Out of curiosity...why not Ido?
od uživatele Aubright ze dne 1. ledna 2013
Příspěvky: 56
Jazyk: English
sudanglo (Ukázat profil) 4. ledna 2013 21:38:59
Machine translation is already surprising good now, and will only get better in the future.
To affect people's attitudes to the concept of an constructed IAL as a solution to the language problem, the automatic translations don't have to be perfect, just good enough.
When it comes about that you just have to download the appropriate app into your smart phone, in order to have a conversation with someone who doesn't speak your language, then people won't see the point of spending six months learning Esperanto (or for that matter any other language, natural or artificial).
Vilius (Ukázat profil) 4. ledna 2013 21:49:01
Paulinho (Ukázat profil) 4. ledna 2013 22:37:21
erinja (Ukázat profil) 5. ledna 2013 23:36:05
Vestitor (Ukázat profil) 6. ledna 2013 2:25:08
erinja:Whoever would like to discuss machine translation should probably start a new thread to do it.I'd lime to, so it's here.

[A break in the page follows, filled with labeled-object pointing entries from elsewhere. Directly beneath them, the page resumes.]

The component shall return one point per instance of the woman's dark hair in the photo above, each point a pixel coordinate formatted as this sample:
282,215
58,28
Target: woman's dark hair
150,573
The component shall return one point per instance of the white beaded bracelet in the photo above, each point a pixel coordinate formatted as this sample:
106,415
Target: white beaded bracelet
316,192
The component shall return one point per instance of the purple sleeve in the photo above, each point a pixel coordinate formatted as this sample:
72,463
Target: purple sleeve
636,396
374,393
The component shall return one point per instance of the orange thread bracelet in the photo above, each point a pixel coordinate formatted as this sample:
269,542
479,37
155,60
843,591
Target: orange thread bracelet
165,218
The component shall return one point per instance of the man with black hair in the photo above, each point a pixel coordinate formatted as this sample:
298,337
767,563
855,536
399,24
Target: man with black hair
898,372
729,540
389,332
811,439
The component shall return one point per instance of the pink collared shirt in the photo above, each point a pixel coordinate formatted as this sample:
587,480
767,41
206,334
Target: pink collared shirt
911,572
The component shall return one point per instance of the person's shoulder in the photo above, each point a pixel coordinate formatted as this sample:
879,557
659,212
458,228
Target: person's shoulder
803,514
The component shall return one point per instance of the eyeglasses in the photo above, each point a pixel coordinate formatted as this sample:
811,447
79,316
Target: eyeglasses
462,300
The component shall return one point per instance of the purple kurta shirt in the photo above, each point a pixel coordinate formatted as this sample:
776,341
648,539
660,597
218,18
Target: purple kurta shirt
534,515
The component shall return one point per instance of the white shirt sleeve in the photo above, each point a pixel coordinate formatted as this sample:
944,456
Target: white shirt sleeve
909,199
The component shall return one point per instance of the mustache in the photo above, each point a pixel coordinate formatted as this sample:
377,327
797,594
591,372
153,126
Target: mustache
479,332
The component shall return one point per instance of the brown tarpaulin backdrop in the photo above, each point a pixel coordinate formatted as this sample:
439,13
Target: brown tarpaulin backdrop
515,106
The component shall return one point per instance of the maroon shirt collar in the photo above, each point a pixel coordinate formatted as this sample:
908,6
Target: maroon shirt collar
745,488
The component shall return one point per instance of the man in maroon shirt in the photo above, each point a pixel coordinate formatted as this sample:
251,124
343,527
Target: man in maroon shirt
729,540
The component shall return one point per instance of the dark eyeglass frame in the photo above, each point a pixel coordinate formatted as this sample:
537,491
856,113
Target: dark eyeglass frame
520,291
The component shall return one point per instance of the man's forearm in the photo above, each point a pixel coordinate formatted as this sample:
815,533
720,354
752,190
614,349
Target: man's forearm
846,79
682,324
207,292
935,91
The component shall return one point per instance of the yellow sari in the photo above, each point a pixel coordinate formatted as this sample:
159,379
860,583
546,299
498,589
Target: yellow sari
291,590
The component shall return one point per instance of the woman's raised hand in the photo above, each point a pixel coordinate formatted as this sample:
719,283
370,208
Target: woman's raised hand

Paullen (Ukázat profil) 3. ledna 2015 19:54:09
Christa627 (Ukázat profil) 3. ledna 2015 21:17:25
Paullen:English is a severe mass of confusion to be trying to inflict upon the worlds. I find it a very difficult language to learn, and this is coming from American English native speaker.I totally agree! I remember as a kid lying awake at night thinking about all the bothersome irregularities in English; how if we have mouse/mice and louse/lice, then we really ought to have house/hice, and douse/dice! Or better yet, just say mouses and louses and dies. And there were other things of this nature; irregular verbs and nouns and stuff. That is why, when I read that Esperanto doesn't have those things, I didn't care about who speaks it or what they use it for. I just felt like I'd found what I was looking for all my life, and started learning it as fast as I could!
I also agree with Erin's assessment of Ido as silly-looking; I some time back out of curiosity went to the Ido Wikipedia, to see what the language looks like, and thought that it looked like an odd mixture of languages. I think the main culprit for that was the -ar ending for infinitives; it just looks so Spanish to me. There were some other things I identified as contributing to that impression, but I don't remember what they were now. I also went to the Interlingua Wikipedia, and had a similar impression. I could understand quite a bit of the content, but found it somewhat tiring (of course, as it is a different language, after all!).
But when I went to a Volapük website, I had a different impression. I couldn't understand it at all, but I though it had a more coherent appearance. It looked like something that might be a "natural" language. Maybe it was just because it was less familiar; a person who speaks only Chinese or some other language that has very little lexical similarity to European languages might have the same impression of Ido or Interlingua as I had of Volapük. I couldn't say.
All I can say is that in my humble opinion, Esperanto's aesthetics are better than those of Ido or Interlingua; I think it looks more natural and coherent.
Nephihaha (Ukázat profil) 4. ledna 2015 1:40:40
Nephihaha (Ukázat profil) 4. ledna 2015 2:09:08
Oijos:You are seriously out-of-date. The language that will dethrone Esperanto is not eurocentric.European grammar aside, Eurocentrism is not a crime here. European vocabulary is used on EVERY continent incl Asia and Antarctica. Even in East Asia, cities such as Vladivostok and Singapore use European languages.
It will be so called worldlang.
worldlang
sudanglo (Ukázat profil) 4. ledna 2015 14:21:48
Imagine a language where every object has to have a sex. Any armchair theorist would be bound to say that such language as no chance. Yet somehow French has survived, was even for a time the lingua franca.
The Idists went charging off down a blind alley, didn't understand the nature of language. The point was that Esperanto's formal features were already adequate and the language already simple to learn by a substantial enough factor compared to the natural languages.
The competitive threats faced by Esperanto are not other conlangs. They are 1. English (no of speakers) and 2. machine translation (convenience). And of those two I would rate machine translation as perhaps the most threatening.
Incidentally, just recently on Radio 4 there was a demonstration of real-time machine translation of a conversation, with one party speaking in English, then translated to Spanish, and the other party's replies in Spanish, then translated to English.
Esperanto's big problem is number of speakers, not formal features. And to persuade large numbers of people to learn it, faced with the convenience and ever-growing sophistication of machine solutions to the language problem is going to require the Esperantists to sharpen their arguments to address that threat head on.